For generations, people have used fresh pineapple to ease their arthritis inflammation. Its anti-inflammatory ingredient, bromelain, is so potent that many boxers drink it after fights to heal their bruises. A 1960 study compared boxers who took bromelain with those receiving a placebo. In just four days, an amazing 78% of those taking bromelain were inflammation-free, while only 14% of the control group had recovered.
1. Pineapple’s bromelain halts inflammation. The sulfur-based enzyme bromelain in fresh pineapple is one of the best-researched natural anti-inflammatory agents around. Bromelain clobbers inflammatory agents that trigger joint pain and cartilage degeneration. A 2006 study cited in Clinical and Experimental Rheumatology found that supplemental bromelain is effective in easing discomfort from hip arthritis. The Arthritis Foundation stated that pineapple’s bromelain produces effects comparable to NSAIDs for relieving pain and inflammation. UK researchers reviewed ten studies on osteoarthritis (OA) and bromelain. They found that every single one confirmed bromelain’s benefits.

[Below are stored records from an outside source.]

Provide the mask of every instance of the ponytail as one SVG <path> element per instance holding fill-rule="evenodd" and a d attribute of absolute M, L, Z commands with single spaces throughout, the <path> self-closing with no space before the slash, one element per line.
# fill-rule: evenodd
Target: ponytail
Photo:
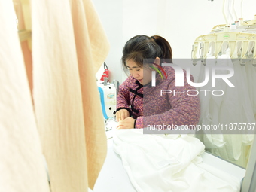
<path fill-rule="evenodd" d="M 139 66 L 143 59 L 159 57 L 163 62 L 172 62 L 172 51 L 168 41 L 161 36 L 136 35 L 130 39 L 123 49 L 122 63 L 126 71 L 126 60 L 133 59 Z"/>
<path fill-rule="evenodd" d="M 172 47 L 168 41 L 159 35 L 154 35 L 151 37 L 159 45 L 162 50 L 161 59 L 172 59 Z M 166 59 L 164 59 L 166 60 Z"/>

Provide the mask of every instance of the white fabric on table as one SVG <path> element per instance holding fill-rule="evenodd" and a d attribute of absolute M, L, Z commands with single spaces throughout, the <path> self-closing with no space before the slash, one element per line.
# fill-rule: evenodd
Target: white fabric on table
<path fill-rule="evenodd" d="M 238 178 L 202 162 L 203 144 L 188 135 L 117 130 L 114 150 L 138 192 L 239 191 Z"/>

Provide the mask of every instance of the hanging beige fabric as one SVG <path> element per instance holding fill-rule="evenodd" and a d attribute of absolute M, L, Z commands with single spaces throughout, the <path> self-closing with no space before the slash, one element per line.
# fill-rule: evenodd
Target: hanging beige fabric
<path fill-rule="evenodd" d="M 52 192 L 93 188 L 106 155 L 95 74 L 108 44 L 93 11 L 89 0 L 32 2 L 33 99 Z"/>
<path fill-rule="evenodd" d="M 49 192 L 11 1 L 0 1 L 0 191 Z"/>

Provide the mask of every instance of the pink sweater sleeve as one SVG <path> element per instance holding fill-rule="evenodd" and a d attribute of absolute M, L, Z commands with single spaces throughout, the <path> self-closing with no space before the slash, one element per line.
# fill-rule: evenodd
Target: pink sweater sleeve
<path fill-rule="evenodd" d="M 129 81 L 130 78 L 126 78 L 126 81 L 119 87 L 119 92 L 117 94 L 117 111 L 122 108 L 126 108 L 131 114 L 130 109 L 130 102 L 129 98 Z"/>
<path fill-rule="evenodd" d="M 192 76 L 190 78 L 193 81 Z M 163 113 L 138 117 L 136 121 L 136 128 L 144 128 L 148 125 L 196 125 L 200 114 L 199 97 L 186 94 L 187 90 L 195 90 L 195 87 L 187 84 L 186 75 L 184 80 L 184 87 L 175 87 L 175 81 L 172 81 L 169 83 L 168 89 L 175 90 L 176 93 L 185 93 L 185 94 L 169 94 L 168 99 L 172 106 L 171 108 Z M 193 91 L 190 92 L 190 94 L 193 94 Z"/>

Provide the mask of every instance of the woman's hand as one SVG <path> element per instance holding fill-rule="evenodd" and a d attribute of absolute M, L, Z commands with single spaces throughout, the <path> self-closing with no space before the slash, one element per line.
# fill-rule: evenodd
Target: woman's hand
<path fill-rule="evenodd" d="M 127 109 L 121 109 L 119 110 L 116 114 L 115 114 L 115 118 L 117 122 L 124 120 L 125 118 L 129 117 L 130 113 Z"/>
<path fill-rule="evenodd" d="M 118 122 L 117 129 L 133 129 L 135 119 L 127 117 Z"/>

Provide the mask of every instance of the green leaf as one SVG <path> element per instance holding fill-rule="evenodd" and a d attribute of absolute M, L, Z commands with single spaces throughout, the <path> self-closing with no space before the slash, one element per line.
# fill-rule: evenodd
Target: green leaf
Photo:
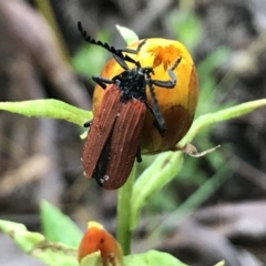
<path fill-rule="evenodd" d="M 0 219 L 0 228 L 22 250 L 50 266 L 78 266 L 76 250 L 60 243 L 50 243 L 39 233 L 29 232 L 24 225 Z"/>
<path fill-rule="evenodd" d="M 143 254 L 129 255 L 124 257 L 124 266 L 186 266 L 177 258 L 167 253 L 150 250 Z"/>
<path fill-rule="evenodd" d="M 51 242 L 61 242 L 76 247 L 83 233 L 60 209 L 43 201 L 40 205 L 42 228 L 45 237 Z"/>
<path fill-rule="evenodd" d="M 136 180 L 132 194 L 131 229 L 136 227 L 140 212 L 146 204 L 147 197 L 173 180 L 182 165 L 183 154 L 181 152 L 165 152 L 160 154 Z"/>
<path fill-rule="evenodd" d="M 198 132 L 209 127 L 214 123 L 238 117 L 264 105 L 266 105 L 266 99 L 242 103 L 215 113 L 201 115 L 194 121 L 192 129 L 181 141 L 181 145 L 191 143 Z M 132 194 L 131 229 L 136 227 L 140 212 L 146 204 L 146 198 L 173 180 L 182 166 L 183 154 L 181 152 L 165 152 L 160 154 L 153 164 L 136 180 Z"/>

For a comprehensive summary of studies on bromelain and arthritis, click here.
2. Juice the core. Most of the bromelain in pineapples is found in the core and the stem. So don’t throw away that tough, fiberous core! Just chop it up, throw it in a blender with some water and pulse to convert it to juice. Drink this all alone as your between-meal arthritis-healing snack of choice, so that the enzymes go straight to work digesting the gunk in your joints. Don’t add other fruits or veggies to the juice, because the bromelain will ignore your joints and digest the other food instead.
3. Enjoy the rest of that tasty pineapple because it’s a joint healer too. In addition to smaller quantities of bromelain, the flesh of the pineapple fruit has hefty doses of vitamin C and manganese, both of which are vital to joint repair. Bromelain and Vitamin C weaken with cooking, so it’s best to eat your pineapple raw. Fruit skewers alternating fresh pineapple chunks with strawberries is a great way to do that. But grilled and cooked pineapple is extraordinarily tasty too, and the manganese is heat-stable, so you will benefit no matter what you do with it. (Just don’t rely on canned pineapple – you’ll never get the Vitamin C or the bromelain that way).
its difficult to find fresh pineapple esp. during winter time in europe. are canned pineapples are as effective as the fresh one?
No, heat kills the enzymes responsible for the anti inflammatory result. Also the syrup they are packed in is full of sugar. The pineapple has to be fresh, uncooked.